Мой друг Достоевский
Мы гуляли по Воробьевым горам. Я вообще люблю Воробьевы горы – простор синего неба, свежий воздух, и, конечно же, вид с торчащими там и тут высотками эпохи сталинского монументализма (есть в них что-то такое величественное, почти античное, вызывающее восторг и уважение). Я держал её за руку и нам было хорошо. Нам просто было хорошо, нам не нужно было ничего говорить, ветер обдувал её лицо, а мне нравилось смотреть на её улыбающуюся мордашку и изредка поправлять её растрёпанную ветром прическу. Я так люблю её. Она словно этот день, словно летнее солнышко, сияющая, лёгкая, воздушная и просто прекрасная. Если мимо пробежит собака – она кинется гладить её и уговорит меня купить ей пирожок или сосиску.
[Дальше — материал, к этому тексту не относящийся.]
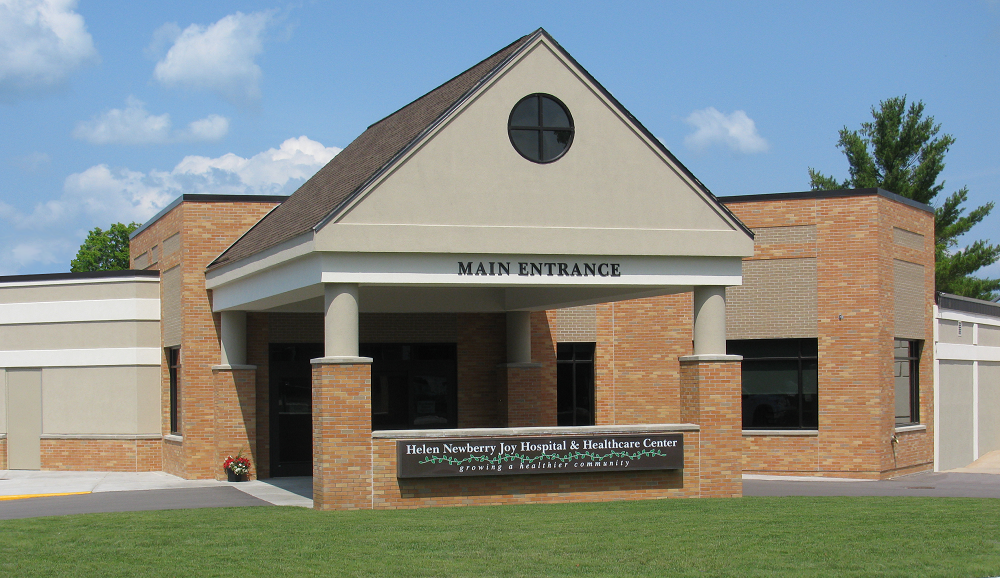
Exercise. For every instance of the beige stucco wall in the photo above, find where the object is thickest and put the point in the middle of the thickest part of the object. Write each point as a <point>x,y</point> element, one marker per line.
<point>78,291</point>
<point>467,189</point>
<point>86,335</point>
<point>955,448</point>
<point>948,332</point>
<point>989,335</point>
<point>101,400</point>
<point>989,407</point>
- Ой, гляди какой барбосик! Ты откуда такая, лапка, иди сюда. Серёж, понимаешь…
- Уже иду.
Я иду покупать собаке пирожок и на душе у меня светло и весело. Она такая наивная, такая нежная и добрая, такая впечатлительная… но впрочем, зачем об этом говорить. Это как крылья за спиной, ты летишь и ни о чём не думаешь, не думаешь о том, что ты залетел уже высоко и становится холодно, не думаешь, что тебе высоко падать, и самое главное, ты не думаешь о том, что падать всё-таки придётся. В этом состоянии ты вообще ни о чём не думаешь, просто наслаждаешься каждой секундой полёта.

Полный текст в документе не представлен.